How to Remain Friends Amidst Controversy

By Al Kiestelkamp

There is no way to completely avoid controversy among brethren. Recognizing this, we need to be determined to remain friends in spite of our differences. If you and I are friends we will seek every option available to us to maintain our relationship, but if we are merely acquaintances we may not be that concerned about it. Indeed, “A friend loves at all times” (Prov. 17:17).

Differing convictions put a strain on us, posing potential for a break in friendships, which increase the chances of division. This should cause us to do all we can to remain friends even though we have disagreement.

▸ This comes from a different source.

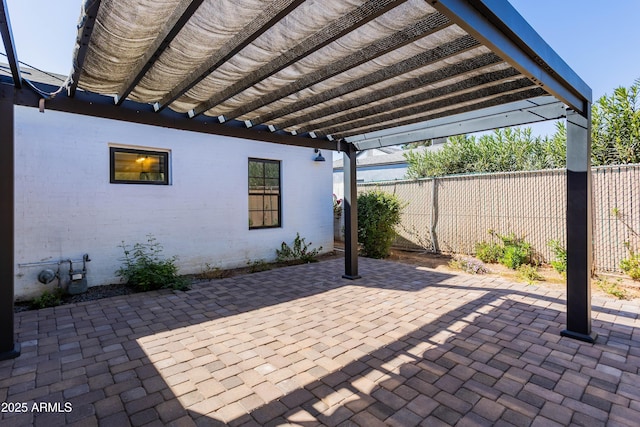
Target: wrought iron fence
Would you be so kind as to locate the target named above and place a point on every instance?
(451, 214)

I have some suggestions as to how to remain friends even when we differ:

1. Study together the issues that threaten unity. To avoid discussion on matters of disagreement is only delaying the inevitable.

2. Avoid name-calling. Usually the “brands” are not appreciated by the one being “branded.” At the same time recognize the difficulty in completely avoiding labels, and determine not to be “hurt” if one is used in referring to your position.

3. Avoid broad generalizations. Do not assume that your friend believes and/or practices everything that is advocated by those with whom he is associated, It is unfair to claim he has swallowed the camel because he has swallowed some gnats.

4. Avoid ridicule. Nobody likes to be ridiculed. Treat him and his beliefs with the same dignity that you expect him to have toward you and your beliefs. Always speak kindly and respectfully.

5. Assume good motives on the part of him with whom you disagree. He probably is trying as much as you to please God. If not, let God deal with that problem. You wouldn’t want him to impugn your motives!

6. Try to understand the opposing position. Truly listen to the other point of view instead of “tuning him out” while you prepare your next argument.

7. Determine to part friends. Even if you don’t come to agreement, be committed to maintaining your friendship. If the friendship can survive, opportunity still exists for unity.

The question may arise: What if the person with whom I disagree is not a friend? Then I suggest, treat him just like a friend, and likely he’ll become your friend. Remember, “A man who has friends must himself be friendly, but there is a friend that sticks closer than a brother” (Prov. 18:36).